Она еще что-то говорила, совершенно незначительное, пустое, словно бы это была и не она, потом, замолчав, удивилась своим речам: какой-то необязательный набор слов. Даже стыдно – ведь она комсомолка, идеологически подкованный человек, в международном положении разбирается, речи товарища Сталина знает – может даже шпарить наизусть, и положение внутреннее ей хорошо знакомо – движение колхозников и рабочих, выплавка стали в цифрах и уборка картошки в пудах – все это она хоть сейчас может выложить… Чего же она так раскисла?

– Ну все, – Рита поднялась на ноги, отряхнула складчатую светлую юбку, объявила: – Жизнь продолжается!

Она едва сделала пять или шесть шагов к каменным ступенькам, скрытым ивой, как дельфиненок стремительно поднялся со дна, хлопнул хвостом, зачмокал, зафыркал печально – он все понял, он не верил, что человек, которому он доверился, уехал, надеялся его увидеть, но тот, выходит, действительно уехал и дельфиненок, как эта девушка, остался один. Был у него друг и не стало друга.

Послышался сиплый слезный звук, Рита оглянулась: неужели дельфины могут плакать? Неразумные же существа! Хоть и говорят о них, что это – морские люди, люди с плавниками, добряки и разбойники, случайно обретающиеся в воде, а не на земле, рассказывают разные разности, и Рита сама их рассказывала и всякий раз подчеркивала, что дельфины разумны, но внутри самой себя сомневается – так ли уж они разумны? Если были бы разумны, то местные ухари-рыбаки не резали бы их на шашлычные кубики и не кормили бы курортный люд аппетитным блюдом под названием «шашлык рыбный». Из человечины шашлыков, например, не делают. Тьфу, да что за дурацкие мысли рождаются в голове?

В конце концов, и она переможет, переживет отъезд Пургина, и по-щенячьи привязавшийся дельфиненок тоже одолеет свою странную рыбью тоску.

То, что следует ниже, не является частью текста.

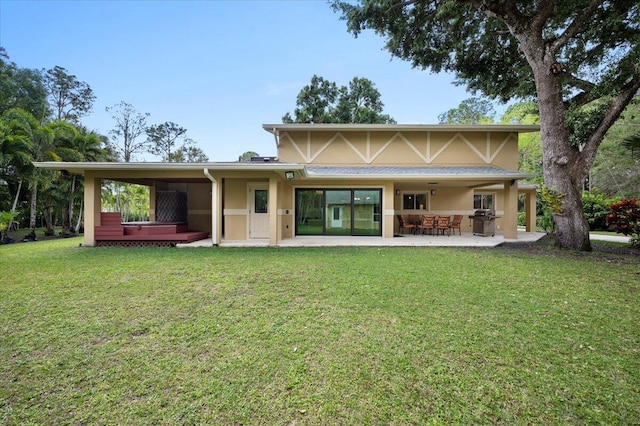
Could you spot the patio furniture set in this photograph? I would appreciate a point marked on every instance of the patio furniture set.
(431, 224)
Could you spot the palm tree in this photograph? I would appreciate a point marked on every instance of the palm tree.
(16, 146)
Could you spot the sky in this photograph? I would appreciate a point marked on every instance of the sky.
(220, 69)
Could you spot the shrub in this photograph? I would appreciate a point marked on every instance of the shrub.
(624, 217)
(6, 220)
(596, 209)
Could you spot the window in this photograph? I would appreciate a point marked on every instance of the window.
(417, 201)
(483, 201)
(338, 211)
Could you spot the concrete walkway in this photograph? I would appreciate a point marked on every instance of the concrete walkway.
(407, 240)
(615, 238)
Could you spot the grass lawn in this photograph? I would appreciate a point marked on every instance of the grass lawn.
(317, 336)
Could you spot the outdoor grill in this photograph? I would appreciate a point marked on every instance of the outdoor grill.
(484, 222)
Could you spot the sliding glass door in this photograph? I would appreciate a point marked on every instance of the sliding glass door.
(338, 212)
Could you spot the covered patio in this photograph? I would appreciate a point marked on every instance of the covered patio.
(408, 240)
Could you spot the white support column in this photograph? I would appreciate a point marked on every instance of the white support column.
(273, 211)
(92, 207)
(531, 210)
(510, 218)
(216, 201)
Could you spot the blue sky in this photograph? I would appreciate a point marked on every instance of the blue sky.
(218, 68)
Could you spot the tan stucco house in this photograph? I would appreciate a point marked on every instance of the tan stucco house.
(330, 179)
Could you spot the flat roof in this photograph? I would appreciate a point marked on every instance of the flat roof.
(80, 167)
(519, 128)
(447, 173)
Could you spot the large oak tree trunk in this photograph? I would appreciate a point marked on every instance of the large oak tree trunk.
(562, 173)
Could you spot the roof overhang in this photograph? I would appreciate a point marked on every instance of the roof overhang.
(81, 167)
(276, 129)
(145, 173)
(431, 173)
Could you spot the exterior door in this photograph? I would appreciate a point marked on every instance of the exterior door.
(336, 217)
(258, 211)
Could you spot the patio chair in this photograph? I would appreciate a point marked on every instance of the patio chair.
(455, 224)
(443, 224)
(404, 225)
(428, 224)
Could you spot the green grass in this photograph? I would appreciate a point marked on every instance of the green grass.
(317, 336)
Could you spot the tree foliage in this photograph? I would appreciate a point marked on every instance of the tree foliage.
(246, 156)
(579, 59)
(163, 139)
(188, 152)
(129, 126)
(470, 111)
(70, 98)
(322, 101)
(22, 88)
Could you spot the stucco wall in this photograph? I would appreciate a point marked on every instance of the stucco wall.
(394, 148)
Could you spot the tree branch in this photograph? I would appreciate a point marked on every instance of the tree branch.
(625, 96)
(577, 25)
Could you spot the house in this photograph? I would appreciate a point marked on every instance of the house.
(328, 179)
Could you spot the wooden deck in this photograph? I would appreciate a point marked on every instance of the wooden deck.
(112, 232)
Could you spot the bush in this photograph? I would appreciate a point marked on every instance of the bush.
(624, 217)
(596, 209)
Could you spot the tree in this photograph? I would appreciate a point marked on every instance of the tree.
(470, 111)
(579, 59)
(529, 144)
(246, 157)
(616, 168)
(323, 102)
(314, 102)
(17, 138)
(632, 143)
(70, 98)
(22, 88)
(360, 103)
(163, 138)
(130, 125)
(188, 153)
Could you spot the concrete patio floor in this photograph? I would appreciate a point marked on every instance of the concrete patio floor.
(406, 240)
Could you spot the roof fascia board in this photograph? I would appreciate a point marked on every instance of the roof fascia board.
(520, 128)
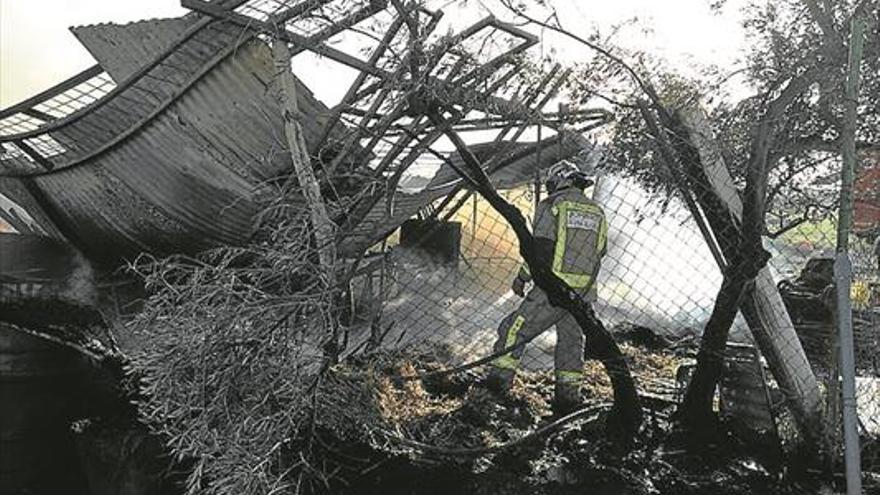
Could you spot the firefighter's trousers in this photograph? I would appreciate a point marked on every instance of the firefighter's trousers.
(534, 316)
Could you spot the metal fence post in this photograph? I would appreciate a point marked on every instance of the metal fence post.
(852, 458)
(843, 265)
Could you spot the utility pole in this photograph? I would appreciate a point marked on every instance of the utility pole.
(842, 263)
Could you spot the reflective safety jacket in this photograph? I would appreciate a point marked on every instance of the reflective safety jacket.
(571, 228)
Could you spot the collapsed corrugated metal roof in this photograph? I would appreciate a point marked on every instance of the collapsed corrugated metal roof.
(173, 153)
(171, 160)
(518, 169)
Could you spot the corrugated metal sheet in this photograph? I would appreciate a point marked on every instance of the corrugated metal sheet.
(379, 222)
(21, 211)
(122, 49)
(187, 178)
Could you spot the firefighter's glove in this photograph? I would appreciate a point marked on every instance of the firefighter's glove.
(519, 286)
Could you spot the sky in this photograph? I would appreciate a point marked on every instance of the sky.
(37, 50)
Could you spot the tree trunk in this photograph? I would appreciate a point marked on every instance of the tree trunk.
(762, 305)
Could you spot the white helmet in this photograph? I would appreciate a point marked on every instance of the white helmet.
(566, 174)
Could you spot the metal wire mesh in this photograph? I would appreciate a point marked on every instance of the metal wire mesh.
(658, 274)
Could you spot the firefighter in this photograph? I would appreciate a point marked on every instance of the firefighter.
(569, 229)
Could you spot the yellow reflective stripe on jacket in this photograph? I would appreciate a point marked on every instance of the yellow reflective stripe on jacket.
(560, 210)
(507, 361)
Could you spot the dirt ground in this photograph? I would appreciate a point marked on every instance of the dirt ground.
(450, 435)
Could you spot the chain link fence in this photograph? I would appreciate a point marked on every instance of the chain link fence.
(448, 284)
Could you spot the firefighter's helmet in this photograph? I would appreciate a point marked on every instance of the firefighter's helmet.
(566, 174)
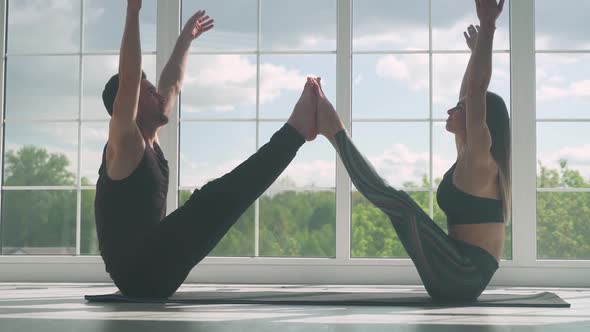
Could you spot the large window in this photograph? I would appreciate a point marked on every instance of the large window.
(392, 69)
(563, 123)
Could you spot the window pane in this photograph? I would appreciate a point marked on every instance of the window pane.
(97, 72)
(239, 241)
(208, 150)
(94, 138)
(282, 78)
(451, 17)
(88, 237)
(563, 154)
(390, 86)
(42, 87)
(390, 25)
(43, 26)
(39, 222)
(105, 21)
(298, 212)
(563, 229)
(562, 24)
(373, 235)
(563, 86)
(304, 25)
(236, 24)
(41, 154)
(448, 70)
(219, 86)
(200, 163)
(398, 151)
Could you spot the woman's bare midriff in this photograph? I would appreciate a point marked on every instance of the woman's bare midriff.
(488, 236)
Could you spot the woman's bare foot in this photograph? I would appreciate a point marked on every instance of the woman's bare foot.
(303, 118)
(328, 121)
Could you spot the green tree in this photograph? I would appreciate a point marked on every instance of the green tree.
(38, 218)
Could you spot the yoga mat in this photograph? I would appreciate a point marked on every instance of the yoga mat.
(383, 298)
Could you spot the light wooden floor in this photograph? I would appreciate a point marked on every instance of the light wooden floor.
(61, 307)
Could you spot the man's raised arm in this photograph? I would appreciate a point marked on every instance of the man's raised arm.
(173, 74)
(127, 98)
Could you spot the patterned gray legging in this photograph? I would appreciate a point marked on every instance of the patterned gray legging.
(451, 270)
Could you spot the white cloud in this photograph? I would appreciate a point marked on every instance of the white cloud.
(550, 92)
(221, 83)
(407, 38)
(31, 22)
(392, 67)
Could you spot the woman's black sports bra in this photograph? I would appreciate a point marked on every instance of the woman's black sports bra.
(462, 208)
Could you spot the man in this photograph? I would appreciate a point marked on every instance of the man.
(147, 253)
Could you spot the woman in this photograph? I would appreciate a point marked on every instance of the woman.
(474, 193)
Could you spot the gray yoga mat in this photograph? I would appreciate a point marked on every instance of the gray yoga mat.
(384, 298)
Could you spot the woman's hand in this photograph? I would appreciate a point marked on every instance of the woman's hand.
(198, 24)
(488, 11)
(471, 36)
(134, 5)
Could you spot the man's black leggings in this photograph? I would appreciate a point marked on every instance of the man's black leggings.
(451, 270)
(163, 259)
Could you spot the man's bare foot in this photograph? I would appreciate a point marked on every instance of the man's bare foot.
(328, 121)
(303, 118)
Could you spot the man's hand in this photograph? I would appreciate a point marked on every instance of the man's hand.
(133, 5)
(197, 25)
(488, 11)
(471, 36)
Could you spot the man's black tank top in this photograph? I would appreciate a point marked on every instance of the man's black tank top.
(127, 209)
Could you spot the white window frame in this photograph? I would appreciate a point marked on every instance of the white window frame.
(523, 270)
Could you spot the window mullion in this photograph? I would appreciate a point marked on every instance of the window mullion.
(524, 148)
(168, 27)
(344, 107)
(3, 24)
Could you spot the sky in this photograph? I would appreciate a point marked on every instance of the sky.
(385, 86)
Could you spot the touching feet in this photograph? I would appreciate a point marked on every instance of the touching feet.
(328, 121)
(303, 118)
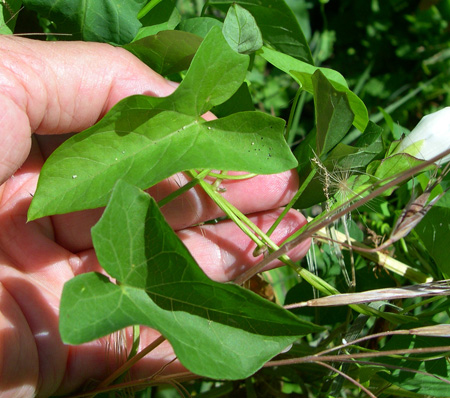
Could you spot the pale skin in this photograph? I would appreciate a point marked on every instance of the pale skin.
(48, 89)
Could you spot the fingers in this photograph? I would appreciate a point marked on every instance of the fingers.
(223, 251)
(61, 87)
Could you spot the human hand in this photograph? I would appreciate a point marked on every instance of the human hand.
(53, 88)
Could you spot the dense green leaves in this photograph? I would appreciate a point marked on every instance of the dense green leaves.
(434, 230)
(217, 330)
(92, 20)
(166, 52)
(286, 37)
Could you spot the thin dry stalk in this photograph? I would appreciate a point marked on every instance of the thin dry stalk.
(346, 376)
(440, 288)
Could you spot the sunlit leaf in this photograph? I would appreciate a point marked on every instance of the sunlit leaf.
(302, 72)
(241, 31)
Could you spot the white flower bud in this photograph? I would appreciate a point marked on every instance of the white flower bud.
(429, 138)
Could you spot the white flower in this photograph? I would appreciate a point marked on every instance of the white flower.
(429, 138)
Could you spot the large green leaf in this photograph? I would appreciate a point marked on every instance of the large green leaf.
(217, 330)
(278, 25)
(199, 26)
(167, 52)
(146, 139)
(302, 73)
(241, 31)
(112, 21)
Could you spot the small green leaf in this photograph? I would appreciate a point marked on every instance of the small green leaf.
(108, 21)
(429, 377)
(277, 23)
(434, 230)
(241, 31)
(217, 330)
(333, 114)
(302, 73)
(166, 52)
(199, 26)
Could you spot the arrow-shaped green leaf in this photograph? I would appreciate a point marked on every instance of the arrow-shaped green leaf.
(217, 330)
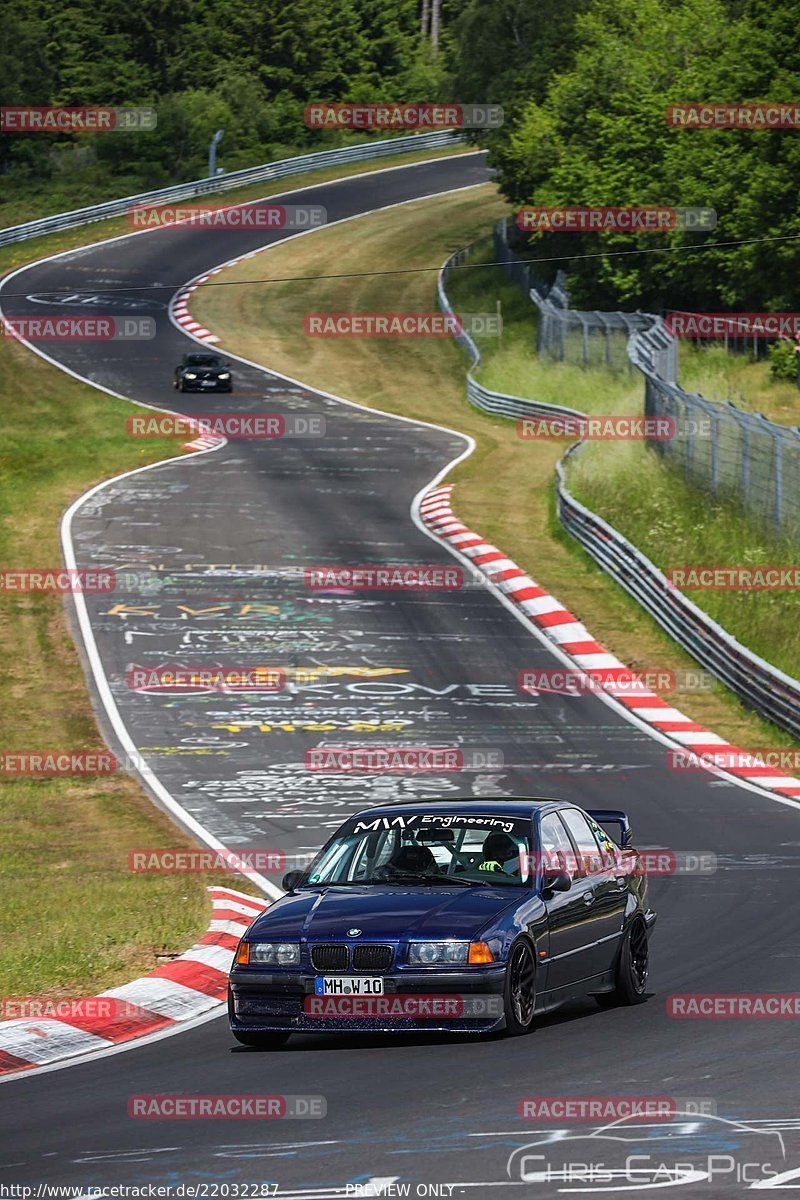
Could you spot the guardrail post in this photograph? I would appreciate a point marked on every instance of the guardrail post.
(777, 442)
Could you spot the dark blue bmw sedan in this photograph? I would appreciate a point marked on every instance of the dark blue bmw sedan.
(461, 916)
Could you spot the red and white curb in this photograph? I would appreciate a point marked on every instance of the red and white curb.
(184, 317)
(178, 991)
(575, 640)
(179, 307)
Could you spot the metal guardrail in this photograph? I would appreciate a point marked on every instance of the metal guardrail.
(565, 334)
(759, 684)
(722, 448)
(497, 402)
(229, 180)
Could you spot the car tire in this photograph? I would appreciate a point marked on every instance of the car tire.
(632, 969)
(262, 1041)
(519, 990)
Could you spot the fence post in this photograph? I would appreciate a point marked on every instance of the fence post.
(715, 454)
(777, 442)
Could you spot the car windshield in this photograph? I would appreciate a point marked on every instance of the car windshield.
(421, 847)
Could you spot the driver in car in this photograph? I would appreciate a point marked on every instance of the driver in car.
(500, 853)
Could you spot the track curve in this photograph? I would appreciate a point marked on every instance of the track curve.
(228, 532)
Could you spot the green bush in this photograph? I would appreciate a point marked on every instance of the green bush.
(783, 361)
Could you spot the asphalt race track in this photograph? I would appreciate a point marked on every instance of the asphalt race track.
(214, 549)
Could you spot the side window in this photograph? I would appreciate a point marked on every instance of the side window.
(606, 841)
(558, 853)
(584, 839)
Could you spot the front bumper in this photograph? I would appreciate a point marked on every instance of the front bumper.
(278, 1001)
(209, 385)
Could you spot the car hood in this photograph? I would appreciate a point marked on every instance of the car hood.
(384, 912)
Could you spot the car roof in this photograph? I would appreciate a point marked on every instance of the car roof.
(521, 807)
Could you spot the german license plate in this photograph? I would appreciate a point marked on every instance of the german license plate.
(348, 985)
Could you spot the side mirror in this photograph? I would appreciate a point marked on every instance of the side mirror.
(557, 881)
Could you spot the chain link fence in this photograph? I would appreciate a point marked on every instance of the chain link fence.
(719, 447)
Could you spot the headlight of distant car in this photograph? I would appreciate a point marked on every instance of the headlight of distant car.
(437, 953)
(276, 954)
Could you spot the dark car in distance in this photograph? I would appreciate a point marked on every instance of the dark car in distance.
(458, 916)
(203, 372)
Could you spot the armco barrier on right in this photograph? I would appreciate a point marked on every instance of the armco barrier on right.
(755, 681)
(759, 684)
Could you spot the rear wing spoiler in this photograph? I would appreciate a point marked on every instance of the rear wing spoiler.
(614, 816)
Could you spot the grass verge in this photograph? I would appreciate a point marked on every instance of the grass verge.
(504, 489)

Она нырнула под низкие сырые ветки и в тот же миг услышала глубокий хриплый вздох, шум и тупой звук, какой рождает туго набитый мешок, когда его кидают на берег. Острая обжигающая ледышка возникла у нее в груди, и Рита повернула обратно. На песке, чуть ли не вымахнув на середину берега, лежал дельфиненок.

Рита бросилась к нему:

– Ты что наделал? Что ты наделал? – забормотала она бессвязно, не думая о том, что бормочет, – ее поразило даже не то, что дельфиненок выбросился на песок, не сам факт оглушающей тоски, которая неведома даже человеку, а то, что из глубоких порезов на теле дельфиненка била красная, совсем как у человека красная и теплая кровь. – Ты что наделал? – Рита попыталась приподнять дельфиненка, но он был тяжел для нее, из дыхала прямо в лицо ей выбрызнула струйка крови, Рита ухватила дельфина за хвост, напряглась так, что в ушах у нее лопнула гитарная струна, родился назойливый больной звон, и сдвинула дельфиненка с места.